I did the following as currently logged in normal user:

$ declare -p | grep '^declare -a'
declare -a BASH_ARGC=()
declare -a BASH_ARGV=()
declare -a BASH_COMPLETION_VERSINFO=([0]="2" [1]="7")
declare -a BASH_LINENO=()
declare -a BASH_SOURCE=()
declare -ar BASH_VERSINFO=([0]="4" [1]="4" [2]="23" [3]="1" [4]="release" [5]="x86_64-suse-linux-gnu")
declare -a DIRSTACK=()
declare -a FUNCNAME
declare -a GROUPS=()
declare -a PIPESTATUS=([0]="0" [1]="0")

$ declare -p | sed -n -E -e '/^declare -a/s/declare [-arxlu]+ ([A-Za-z0-9_-]+)=.*/\1/p'
BASH_ARGC
BASH_ARGV
BASH_COMPLETION_VERSINFO
BASH_LINENO
BASH_SOURCE
BASH_VERSINFO
DIRSTACK
GROUPS
PIPESTATUS

so the unassigned array FUNCNAME gets skipped.

Is it intentional to skip unassigned arrays?
Is perhaps

sed -n -E -e '/^declare -a/s/declare [-arxlu]+ ([A-Za-z0-9_-]+).*/\1/p'

better (i.e. without the '=')?

schlomo commented at 2023-02-20 13:20:

Wow, thanks for taking a deep look at this.

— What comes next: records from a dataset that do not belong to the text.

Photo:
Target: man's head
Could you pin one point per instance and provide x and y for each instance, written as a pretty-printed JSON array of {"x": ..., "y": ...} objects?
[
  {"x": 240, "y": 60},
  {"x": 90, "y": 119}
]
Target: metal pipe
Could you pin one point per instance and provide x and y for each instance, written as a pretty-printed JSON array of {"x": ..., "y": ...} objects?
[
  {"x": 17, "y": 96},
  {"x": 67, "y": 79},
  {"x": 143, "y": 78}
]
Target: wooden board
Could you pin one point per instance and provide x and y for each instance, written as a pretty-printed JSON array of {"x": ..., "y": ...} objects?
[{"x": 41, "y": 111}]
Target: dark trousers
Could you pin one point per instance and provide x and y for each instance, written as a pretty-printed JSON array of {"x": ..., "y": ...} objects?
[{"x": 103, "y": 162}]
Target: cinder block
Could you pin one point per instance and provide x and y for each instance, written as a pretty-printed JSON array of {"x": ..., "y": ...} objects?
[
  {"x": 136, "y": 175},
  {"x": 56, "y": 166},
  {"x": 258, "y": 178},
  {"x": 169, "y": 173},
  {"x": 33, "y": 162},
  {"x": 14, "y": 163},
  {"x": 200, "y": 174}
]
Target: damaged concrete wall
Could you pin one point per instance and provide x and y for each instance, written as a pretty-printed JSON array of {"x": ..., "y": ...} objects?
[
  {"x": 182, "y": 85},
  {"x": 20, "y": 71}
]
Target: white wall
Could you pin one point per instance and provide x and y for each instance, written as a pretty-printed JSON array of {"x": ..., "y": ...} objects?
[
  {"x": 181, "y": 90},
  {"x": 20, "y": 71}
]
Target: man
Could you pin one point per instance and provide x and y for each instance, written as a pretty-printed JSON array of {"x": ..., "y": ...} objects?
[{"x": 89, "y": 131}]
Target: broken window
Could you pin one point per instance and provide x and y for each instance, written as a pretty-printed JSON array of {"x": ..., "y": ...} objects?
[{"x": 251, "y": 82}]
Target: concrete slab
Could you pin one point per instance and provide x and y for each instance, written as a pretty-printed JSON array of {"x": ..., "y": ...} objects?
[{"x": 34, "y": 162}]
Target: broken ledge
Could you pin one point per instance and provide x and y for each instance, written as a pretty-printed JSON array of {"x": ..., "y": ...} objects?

My original thinking was: If it hasn't been assigned then there is no potential for a wrong assignment, therefore it is enough to look at the arrays with content.

jsmeix commented at 2023-02-20 14:00:

It is fully sufficient in practice to only check assigned arrays.
I think we will never have declare -a CONF_VAR in default.conf.
I only noticed it by chance so I reported my finding.

[Export of Github issue for rear/rear.]